Exercise-mediated alteration of hippocampal Dicer mRNA and miRNAs is associated with lower BACE1 gene expression and Aβ^1-42 in female 3xTg-AD mice

Changes to cerebral miRNA expression have been implicated in the progression of Alzheimer's disease (AD), as miRNAs that regulate the expression of gene products involved in amyloid beta (Aβ) processing, such as BACE1, are dysregulated in those that suffer from AD. Exercise training improves cognition and reduces BACE1 and Aβ-plaque burden; however, the mechanisms are not fully understood. Using our progressive weighted wheel running (PoWeR) exercise program, we assessed the effect of 20 wk of exercise training on changes in hippocampal miRNA expression in female 3xTg-AD (3xTg) mice. PoWeR was sufficient to promote muscle hypertrophy and increase myonuclear abundance. Furthermore, PoWeR elevated hippocampal Dicer gene expression in 3xTg mice, while altering miRNA expression toward a more wild-type profile.
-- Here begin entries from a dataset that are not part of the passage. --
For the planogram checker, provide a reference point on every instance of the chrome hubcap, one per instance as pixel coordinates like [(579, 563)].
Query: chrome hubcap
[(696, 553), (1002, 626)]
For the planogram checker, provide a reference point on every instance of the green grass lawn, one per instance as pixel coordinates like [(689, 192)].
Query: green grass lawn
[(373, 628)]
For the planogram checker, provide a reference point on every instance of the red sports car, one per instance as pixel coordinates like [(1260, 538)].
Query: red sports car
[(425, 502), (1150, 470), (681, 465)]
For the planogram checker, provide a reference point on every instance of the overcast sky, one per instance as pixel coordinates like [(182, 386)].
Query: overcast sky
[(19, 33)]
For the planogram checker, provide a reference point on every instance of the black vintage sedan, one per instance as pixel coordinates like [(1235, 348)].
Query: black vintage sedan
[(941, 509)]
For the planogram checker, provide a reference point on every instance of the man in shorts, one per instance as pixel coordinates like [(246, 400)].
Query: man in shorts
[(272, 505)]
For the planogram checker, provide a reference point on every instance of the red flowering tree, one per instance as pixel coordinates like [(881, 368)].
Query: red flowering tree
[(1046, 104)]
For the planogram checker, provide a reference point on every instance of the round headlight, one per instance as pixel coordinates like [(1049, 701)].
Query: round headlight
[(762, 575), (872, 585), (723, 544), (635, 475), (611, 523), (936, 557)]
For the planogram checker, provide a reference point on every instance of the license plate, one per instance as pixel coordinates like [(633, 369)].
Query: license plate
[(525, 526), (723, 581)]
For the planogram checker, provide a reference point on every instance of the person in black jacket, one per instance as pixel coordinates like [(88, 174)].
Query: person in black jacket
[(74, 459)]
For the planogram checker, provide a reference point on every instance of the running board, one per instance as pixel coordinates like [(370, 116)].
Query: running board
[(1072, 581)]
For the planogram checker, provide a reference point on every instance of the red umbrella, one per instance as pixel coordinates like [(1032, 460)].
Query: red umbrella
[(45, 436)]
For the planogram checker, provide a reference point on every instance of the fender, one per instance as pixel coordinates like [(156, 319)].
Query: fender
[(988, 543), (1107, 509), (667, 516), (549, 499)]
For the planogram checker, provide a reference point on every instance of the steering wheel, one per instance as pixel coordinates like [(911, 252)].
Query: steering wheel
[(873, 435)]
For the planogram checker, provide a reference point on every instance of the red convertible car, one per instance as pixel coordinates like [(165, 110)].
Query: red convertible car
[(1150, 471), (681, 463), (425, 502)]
Specifically, miR-29, which is validated to target BACE1, was significantly lower in sedentary 3xTg mice when compared with wild-type but was elevated following PoWeR. Accordingly, BACE1 gene expression, along with detergent-soluble Aβ^1-42, was lower in PoWeR-trained 3xTg mice. Our data suggest that PoWeR training upregulates Dicer gene expression to alter cerebral miRNA expression, which may contribute to reduced Aβ accumulation and delay AD progression.